Wednesday, May 30

Garden Pics of the Week: Hibiscus & Flower Arranging

I have 2 garden pictures for you today plus instructions on how to do your own flower arrangement!

First up: a photo of my very tall Hardy Hibiscus!
Hardy Hibiscus comes in red, pink and white. It's a very good investment for the garden because it comes back from the root every year as tall, leafy stems that bloom all summer. Multiple stems.
Being so tall, Hardy Hibiscus is a good background garden plant, though it looks best against a structure, a fence or needs staking to keep it upright. It also tends to re-seed itself readily, however, here in the deep south, mine don't spread themselves around. They just come up from the same ol' root every year. However, my Mother leaves in Indiana and hers spread themselves by seed everywhere. They will thrive in any soil and prefer full to partial sun, that is more sun then shade.
To avoid this you just have to dead-head the finished blossoms.
Now my Hibiscus in this photo below are unusually tall---7 to 7 1/2 feet at least, but are perfect next to the Pampas grass as sort of a "visual fence" blocking the our neighbors view of our front lawn and driveway fairly nicely.

Next pic is of a typical flower arrangement for this time of year on my table comprised of gladiolus and rubeckia plus some gardenia leaves.

The main goal in having a flower garden is so I can have free cut flowers in the house.
Did you know having a bouquet of flowers on your table or counter or anything blooming will make you happier? There's something cheerful about those smiley little flower faces.

How to Make Your Own Flower Arrangement:
The secret to making a flower arrangement is weaving the stems in a criss-cross fashion as you insert more and more stems, so your flowers will stand-up and stay in place in your vase.
Stems should be cut at an angle so you're flowers will be able to drink water easily.
How to Make an All-Around Oval Arrangement: 
What you'll need: 
A good size store pack of flowers with at least 15 to 17 flowers, a vase and some greenery you can cut from your own shrubs.
Fill your vase with warm tap water.
When you cut your flower stems, cut at a 45 degree slant. This helps them drink and live longer.

First Step: Create a base weave of greenery
You'll need 6 to 7 stems 8 to 10 inch stems of greenery cut from your own shrubs or trees in your yard. These should be long enough to lean slightly out of the vase.
 Remove any leaves that will fall below the water line, then arrange them in the vase on at 12, 3, 6 and 9 o'clock, then the last two or three stems set upright in the center.
 This forms the base that will roughly hold your flowers in place.
Here, I used gardenia greenery.

Second Step Begin Inserting Flowers:
First insert a taller flower set straight down into the center of your greenery. 
This tall flower should be approx 1 1/2 times taller then the vase you're using.
I used glads, but you can use a mini-carnation or a miniature rose or even a regular carnation.
 (You may have to re-position this center flower to keep it in place until more is added.)

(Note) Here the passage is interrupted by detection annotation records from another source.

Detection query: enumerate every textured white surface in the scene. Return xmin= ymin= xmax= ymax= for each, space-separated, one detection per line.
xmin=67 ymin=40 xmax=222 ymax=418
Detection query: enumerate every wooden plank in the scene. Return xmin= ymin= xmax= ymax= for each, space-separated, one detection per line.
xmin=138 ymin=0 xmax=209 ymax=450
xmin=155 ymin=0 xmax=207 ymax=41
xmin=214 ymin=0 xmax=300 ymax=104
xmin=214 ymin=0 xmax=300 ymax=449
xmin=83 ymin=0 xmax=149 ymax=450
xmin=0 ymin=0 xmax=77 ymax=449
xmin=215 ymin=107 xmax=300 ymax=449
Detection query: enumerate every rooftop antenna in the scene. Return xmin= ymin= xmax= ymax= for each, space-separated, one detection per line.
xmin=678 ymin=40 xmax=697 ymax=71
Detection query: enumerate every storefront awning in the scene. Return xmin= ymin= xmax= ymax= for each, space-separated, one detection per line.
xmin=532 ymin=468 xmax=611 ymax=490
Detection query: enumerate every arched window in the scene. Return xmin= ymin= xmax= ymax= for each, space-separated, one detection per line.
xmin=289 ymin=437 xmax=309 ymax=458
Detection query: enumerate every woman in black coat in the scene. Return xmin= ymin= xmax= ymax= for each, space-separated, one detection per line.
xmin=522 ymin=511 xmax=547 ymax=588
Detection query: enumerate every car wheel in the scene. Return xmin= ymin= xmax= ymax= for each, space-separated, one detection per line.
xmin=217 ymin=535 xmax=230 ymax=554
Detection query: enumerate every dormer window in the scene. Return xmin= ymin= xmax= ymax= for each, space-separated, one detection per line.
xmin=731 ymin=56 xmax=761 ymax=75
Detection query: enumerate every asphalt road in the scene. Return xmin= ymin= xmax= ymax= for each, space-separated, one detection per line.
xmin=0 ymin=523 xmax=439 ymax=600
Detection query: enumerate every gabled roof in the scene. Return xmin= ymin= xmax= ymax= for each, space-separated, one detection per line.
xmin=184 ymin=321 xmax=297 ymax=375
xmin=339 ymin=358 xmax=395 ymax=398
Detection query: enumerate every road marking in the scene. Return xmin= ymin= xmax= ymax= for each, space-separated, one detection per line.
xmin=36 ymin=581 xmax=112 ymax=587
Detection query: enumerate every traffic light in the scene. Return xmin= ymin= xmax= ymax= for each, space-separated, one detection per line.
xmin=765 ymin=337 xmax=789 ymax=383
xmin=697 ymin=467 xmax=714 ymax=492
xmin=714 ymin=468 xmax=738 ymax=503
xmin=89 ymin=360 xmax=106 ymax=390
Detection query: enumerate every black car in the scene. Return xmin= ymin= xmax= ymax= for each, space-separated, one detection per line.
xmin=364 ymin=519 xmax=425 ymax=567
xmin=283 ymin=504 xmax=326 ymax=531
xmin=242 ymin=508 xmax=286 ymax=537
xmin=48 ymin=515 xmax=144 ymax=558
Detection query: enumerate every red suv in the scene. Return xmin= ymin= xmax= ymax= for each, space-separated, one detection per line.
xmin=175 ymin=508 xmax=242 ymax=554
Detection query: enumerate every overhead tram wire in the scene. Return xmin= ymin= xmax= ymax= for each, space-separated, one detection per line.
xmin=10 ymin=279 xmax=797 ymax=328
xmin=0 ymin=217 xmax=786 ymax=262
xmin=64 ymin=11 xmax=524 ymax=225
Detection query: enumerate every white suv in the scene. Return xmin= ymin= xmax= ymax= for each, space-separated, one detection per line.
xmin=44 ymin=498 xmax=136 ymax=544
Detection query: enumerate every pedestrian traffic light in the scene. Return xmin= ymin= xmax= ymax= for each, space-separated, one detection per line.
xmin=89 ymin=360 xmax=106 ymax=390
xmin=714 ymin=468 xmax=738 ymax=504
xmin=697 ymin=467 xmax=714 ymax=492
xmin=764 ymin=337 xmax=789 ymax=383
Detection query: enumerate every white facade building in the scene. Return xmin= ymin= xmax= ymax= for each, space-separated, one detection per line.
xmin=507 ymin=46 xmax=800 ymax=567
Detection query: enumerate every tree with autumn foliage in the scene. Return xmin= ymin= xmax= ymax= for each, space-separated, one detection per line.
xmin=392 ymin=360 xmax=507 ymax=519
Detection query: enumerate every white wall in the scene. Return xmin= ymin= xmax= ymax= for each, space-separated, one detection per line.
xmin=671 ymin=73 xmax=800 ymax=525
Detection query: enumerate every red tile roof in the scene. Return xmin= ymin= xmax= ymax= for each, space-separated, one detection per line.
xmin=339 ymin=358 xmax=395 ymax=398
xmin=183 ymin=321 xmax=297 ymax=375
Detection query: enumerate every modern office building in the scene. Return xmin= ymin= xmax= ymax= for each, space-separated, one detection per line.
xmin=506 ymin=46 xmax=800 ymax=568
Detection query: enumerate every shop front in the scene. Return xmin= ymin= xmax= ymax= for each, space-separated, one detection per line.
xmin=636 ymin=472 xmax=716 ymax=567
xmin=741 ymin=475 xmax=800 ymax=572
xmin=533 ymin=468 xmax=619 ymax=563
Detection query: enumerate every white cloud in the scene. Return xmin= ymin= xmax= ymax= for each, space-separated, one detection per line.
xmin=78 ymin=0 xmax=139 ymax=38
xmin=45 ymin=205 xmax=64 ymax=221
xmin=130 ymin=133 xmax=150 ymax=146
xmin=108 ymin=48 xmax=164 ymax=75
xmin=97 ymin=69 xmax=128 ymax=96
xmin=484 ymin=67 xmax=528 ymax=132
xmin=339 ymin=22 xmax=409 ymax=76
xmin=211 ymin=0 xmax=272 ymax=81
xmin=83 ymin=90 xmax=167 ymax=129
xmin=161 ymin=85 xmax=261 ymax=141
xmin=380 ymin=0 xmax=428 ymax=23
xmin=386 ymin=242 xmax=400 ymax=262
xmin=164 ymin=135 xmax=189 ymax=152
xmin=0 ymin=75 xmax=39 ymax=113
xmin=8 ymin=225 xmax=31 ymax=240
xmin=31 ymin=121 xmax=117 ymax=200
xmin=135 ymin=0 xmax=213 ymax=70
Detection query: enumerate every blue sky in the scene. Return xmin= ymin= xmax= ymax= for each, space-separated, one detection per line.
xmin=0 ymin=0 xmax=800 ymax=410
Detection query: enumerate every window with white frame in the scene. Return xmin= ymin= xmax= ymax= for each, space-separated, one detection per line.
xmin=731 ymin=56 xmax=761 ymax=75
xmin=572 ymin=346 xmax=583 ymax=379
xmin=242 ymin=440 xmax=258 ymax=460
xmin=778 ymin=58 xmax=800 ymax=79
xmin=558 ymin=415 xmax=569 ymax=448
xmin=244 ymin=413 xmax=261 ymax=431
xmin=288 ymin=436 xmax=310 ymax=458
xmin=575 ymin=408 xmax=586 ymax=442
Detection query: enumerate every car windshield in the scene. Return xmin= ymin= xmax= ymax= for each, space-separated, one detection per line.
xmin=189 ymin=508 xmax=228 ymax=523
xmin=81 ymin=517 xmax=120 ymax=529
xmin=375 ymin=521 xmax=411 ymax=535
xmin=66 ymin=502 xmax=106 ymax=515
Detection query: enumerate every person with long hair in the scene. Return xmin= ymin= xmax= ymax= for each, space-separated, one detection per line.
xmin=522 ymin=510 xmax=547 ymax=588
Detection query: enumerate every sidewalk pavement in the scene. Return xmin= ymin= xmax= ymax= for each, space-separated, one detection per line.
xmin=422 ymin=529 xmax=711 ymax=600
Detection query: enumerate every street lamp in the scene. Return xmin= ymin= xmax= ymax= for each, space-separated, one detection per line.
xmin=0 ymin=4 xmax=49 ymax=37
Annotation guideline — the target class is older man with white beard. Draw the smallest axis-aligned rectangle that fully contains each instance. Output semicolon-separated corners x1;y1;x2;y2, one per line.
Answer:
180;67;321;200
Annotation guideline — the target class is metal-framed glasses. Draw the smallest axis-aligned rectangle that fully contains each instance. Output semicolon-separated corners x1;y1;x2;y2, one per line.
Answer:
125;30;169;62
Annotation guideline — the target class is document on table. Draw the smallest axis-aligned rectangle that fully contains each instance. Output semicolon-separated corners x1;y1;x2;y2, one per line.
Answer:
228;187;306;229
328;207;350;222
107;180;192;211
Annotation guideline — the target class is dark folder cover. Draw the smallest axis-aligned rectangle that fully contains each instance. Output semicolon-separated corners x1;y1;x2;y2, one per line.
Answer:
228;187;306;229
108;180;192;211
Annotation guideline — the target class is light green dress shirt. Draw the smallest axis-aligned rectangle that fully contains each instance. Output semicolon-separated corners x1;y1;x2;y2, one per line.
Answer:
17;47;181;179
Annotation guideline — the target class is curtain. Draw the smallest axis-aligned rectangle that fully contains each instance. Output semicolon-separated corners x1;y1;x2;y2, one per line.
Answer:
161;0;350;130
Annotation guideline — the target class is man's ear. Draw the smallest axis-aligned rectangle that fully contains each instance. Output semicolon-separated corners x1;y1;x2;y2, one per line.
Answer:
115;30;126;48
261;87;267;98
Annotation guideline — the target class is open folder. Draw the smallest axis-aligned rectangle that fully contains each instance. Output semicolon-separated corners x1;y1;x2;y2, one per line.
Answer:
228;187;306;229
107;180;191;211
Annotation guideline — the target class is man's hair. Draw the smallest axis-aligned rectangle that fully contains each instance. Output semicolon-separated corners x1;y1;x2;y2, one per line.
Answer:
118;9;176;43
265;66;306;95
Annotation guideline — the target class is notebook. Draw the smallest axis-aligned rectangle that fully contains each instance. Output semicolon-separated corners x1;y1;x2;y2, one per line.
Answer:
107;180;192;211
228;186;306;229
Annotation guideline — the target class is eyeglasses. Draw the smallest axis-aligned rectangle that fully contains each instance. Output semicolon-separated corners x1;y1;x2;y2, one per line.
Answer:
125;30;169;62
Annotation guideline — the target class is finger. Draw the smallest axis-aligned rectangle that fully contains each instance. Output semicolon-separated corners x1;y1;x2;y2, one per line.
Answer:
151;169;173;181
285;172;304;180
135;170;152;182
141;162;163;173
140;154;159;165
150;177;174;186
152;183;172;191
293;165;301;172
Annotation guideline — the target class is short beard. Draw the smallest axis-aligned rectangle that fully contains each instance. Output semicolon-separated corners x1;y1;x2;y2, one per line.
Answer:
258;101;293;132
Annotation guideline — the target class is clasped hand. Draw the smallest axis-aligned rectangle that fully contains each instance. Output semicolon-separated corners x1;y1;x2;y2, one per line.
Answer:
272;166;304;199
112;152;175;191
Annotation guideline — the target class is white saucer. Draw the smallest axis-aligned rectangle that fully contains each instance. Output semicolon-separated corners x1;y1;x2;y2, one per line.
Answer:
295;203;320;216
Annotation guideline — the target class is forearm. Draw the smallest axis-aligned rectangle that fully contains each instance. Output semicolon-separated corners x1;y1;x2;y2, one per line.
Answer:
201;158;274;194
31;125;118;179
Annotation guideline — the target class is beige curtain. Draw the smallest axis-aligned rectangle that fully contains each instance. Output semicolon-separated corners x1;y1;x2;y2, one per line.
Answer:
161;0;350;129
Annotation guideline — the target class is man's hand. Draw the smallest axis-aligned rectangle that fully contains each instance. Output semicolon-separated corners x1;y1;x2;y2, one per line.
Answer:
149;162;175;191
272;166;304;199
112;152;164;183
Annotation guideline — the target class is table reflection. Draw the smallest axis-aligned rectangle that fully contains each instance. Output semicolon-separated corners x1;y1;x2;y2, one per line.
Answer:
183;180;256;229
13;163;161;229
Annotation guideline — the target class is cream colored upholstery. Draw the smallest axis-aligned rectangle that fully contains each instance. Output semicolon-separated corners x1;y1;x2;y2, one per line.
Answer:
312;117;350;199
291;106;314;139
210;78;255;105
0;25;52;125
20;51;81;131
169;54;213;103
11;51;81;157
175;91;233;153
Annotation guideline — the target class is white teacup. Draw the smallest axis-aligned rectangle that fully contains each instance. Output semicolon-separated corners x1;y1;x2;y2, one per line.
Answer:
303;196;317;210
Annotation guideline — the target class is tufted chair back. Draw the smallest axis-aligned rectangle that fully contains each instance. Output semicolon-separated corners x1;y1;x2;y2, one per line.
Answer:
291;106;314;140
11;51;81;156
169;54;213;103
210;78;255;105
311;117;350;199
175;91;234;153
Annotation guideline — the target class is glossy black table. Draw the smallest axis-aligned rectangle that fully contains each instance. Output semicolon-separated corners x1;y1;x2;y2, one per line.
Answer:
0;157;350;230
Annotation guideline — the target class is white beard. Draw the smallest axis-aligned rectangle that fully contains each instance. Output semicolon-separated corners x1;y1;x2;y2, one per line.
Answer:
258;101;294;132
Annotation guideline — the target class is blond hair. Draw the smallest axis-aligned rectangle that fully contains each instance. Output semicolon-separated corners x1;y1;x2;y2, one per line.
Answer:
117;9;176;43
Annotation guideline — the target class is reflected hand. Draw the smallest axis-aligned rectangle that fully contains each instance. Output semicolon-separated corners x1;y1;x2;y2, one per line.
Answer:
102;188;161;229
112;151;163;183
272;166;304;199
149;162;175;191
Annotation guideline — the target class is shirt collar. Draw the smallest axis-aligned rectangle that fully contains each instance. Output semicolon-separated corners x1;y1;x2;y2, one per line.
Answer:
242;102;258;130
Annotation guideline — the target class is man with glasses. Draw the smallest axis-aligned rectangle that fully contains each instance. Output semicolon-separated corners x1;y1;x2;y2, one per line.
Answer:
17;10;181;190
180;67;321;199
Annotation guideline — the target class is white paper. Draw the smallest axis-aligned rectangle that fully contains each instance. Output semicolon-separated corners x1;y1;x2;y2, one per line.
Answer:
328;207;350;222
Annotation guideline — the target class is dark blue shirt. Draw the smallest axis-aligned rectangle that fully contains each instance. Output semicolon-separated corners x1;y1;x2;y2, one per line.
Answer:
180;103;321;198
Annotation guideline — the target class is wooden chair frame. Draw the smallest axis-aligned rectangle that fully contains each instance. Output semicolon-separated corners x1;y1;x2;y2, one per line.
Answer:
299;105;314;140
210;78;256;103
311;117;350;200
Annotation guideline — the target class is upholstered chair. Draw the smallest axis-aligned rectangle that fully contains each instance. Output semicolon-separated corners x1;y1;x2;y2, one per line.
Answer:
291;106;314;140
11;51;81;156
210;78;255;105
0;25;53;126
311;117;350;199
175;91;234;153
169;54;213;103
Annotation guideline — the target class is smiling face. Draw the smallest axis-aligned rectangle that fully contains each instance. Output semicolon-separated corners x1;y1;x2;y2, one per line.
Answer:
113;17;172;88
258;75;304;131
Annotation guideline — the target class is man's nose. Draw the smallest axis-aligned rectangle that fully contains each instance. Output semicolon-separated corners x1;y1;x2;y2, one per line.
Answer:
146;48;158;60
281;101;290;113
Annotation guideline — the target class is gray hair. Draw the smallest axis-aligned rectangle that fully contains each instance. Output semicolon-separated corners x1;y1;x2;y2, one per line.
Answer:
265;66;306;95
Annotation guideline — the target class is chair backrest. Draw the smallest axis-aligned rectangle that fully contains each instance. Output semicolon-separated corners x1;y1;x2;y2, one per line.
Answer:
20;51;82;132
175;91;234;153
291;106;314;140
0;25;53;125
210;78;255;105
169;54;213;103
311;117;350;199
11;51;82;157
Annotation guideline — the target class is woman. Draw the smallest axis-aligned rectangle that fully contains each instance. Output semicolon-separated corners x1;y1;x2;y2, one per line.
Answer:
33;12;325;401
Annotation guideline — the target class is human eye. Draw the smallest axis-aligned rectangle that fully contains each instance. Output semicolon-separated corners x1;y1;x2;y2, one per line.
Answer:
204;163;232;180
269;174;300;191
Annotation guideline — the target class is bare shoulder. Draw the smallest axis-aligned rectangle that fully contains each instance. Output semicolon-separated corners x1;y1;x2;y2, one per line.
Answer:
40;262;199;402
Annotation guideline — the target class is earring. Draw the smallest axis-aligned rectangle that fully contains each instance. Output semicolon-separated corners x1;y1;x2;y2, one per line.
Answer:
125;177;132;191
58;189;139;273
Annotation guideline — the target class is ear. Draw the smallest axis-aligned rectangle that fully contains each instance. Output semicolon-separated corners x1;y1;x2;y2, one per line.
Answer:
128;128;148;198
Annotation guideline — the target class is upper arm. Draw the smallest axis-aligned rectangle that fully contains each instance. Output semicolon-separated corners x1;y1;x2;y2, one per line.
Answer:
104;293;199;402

Next: Choose & cut 4 flowers to fit the the middle height between the tall center flower and top of vase. 
Keep in mind an imaginary oval sitting above your vase that you're aiming to fill with flowers.
Insert these 4 flowers at a slight outward angle around the clock at 12, 3, 6 and 9 o'clock positions

Length really depends on the your vase size, arrangement size you're aiming at & number of flowers you have to create that.

Now select 4 more flowers: These will form the base of your oval arrangement shape sticking out around the top of the vase. Cut these stems and insert them on the clock at 2, 5, 8 and 11 o'clock, so they alternate with the middle height flowers.
These flowers should only extend far enough beyond the base to be create an oval look that works with the flowers already inserted. 
They should NOT out a mile or look leggy.

Now you're created your arrangement framework!
Last Step: Fill in the Remaining Spaces of Your Framework 
Cut and insert all remaining flowers in the spaces in-between and among the flowers already in the vase while keeping in mind NOT to extend past the imaginary lines of your oval shape!
If a flower has many heads, such as a daisy stem will, you can remove 2 or 3 and then poke them into spaces along the top of your vase to fill in along the bottom.
A slight height variation between the various flowers in your arrangement helps them look more natural, so it's okay form some flowers to be a tiny bit taller and others a tiny bit shorter.
Your flowers do not have to be

That's it. It takes a bit of practice to visualize that imaginary shape and judge the length for cutting your flowers, but with practice, you'll get it!